Cada mañana me levanto de la cama
casi agotada, como si tuviese una resaca de muerte del día anterior...como si esa noche anduviese de fiesta y me pasase más de la cuenta...¡pero la realidad es bien distinta...!
Nada más abrir los párpados de los ojos, ahí veo lo que me está esperando...
Mire hacia donde mire, la realidad no me gusta nada... pero no me queda más remedio que enfrentarme con mi rutinaria vida, así que como cada día, hago un gran esfuerzo por salir victoriosa de las tareas del hogar.
Como si de un juego se tratase cojo mis herramientas de trabajo:
Escoba, paños, recipientes...y todo tipo de artilugios para así
empezar la batalla.
empezar la batalla.
Ahí comenzamos a jugar...limpia por aquí, limpia por allá, intentando empezar cada día por un sitio distinto, para así soñar... ¡que estoy de novedad!
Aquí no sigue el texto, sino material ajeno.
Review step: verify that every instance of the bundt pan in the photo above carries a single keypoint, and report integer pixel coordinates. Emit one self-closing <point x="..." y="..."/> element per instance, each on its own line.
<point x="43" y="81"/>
Hay lugares de la casa en los que me parece que ya los tengo dominados... pues tengo esa sensación de placer de pensar que salí bien parada de lo que hice.
Lo malo está en esas tareas que me hacen dudar de mi capacidad...
Son de estas tareas que por mucho que quieras terminar...¡es interminable!,pues la lucha comienza, pero parece que nunca se acaba.
Esas partículas de polvo caen y caen sin parar...con tanta crueldad, que parecen querer más guerra entre tú y ellas.
¡Coges un paño tan enfadada! lleno de todos los ungüentos especiales para acabar con ellas, que cuando crees que les tienes la batalla ganada...
¡te salen por la retaguardia! burlándose de ti, como si fueses una muñeca que dominan a su antojo.
Las miras de reojo y dices:
-¿Queréis guerra?
-¿Queréis sangre?
Busco una botella con un líquido, y las empapo todas riendo para mi...pero cuando eso se seca...veo que están todas amontonadas en un sitio como si fuesen soldados preparándose de nuevo para el ataque.
Me dirijo a ellas, les paso el dedo y les digo en bajito:
-¿Creéis que me voy a rendir tan pronto...?
-pues... ¡estáis equivocadas!
-pues... ¡estáis equivocadas!
-¡Vosotras en la oscuridad no sois nadie!
Así que... bajo de persianas,y...¡batalla rematada!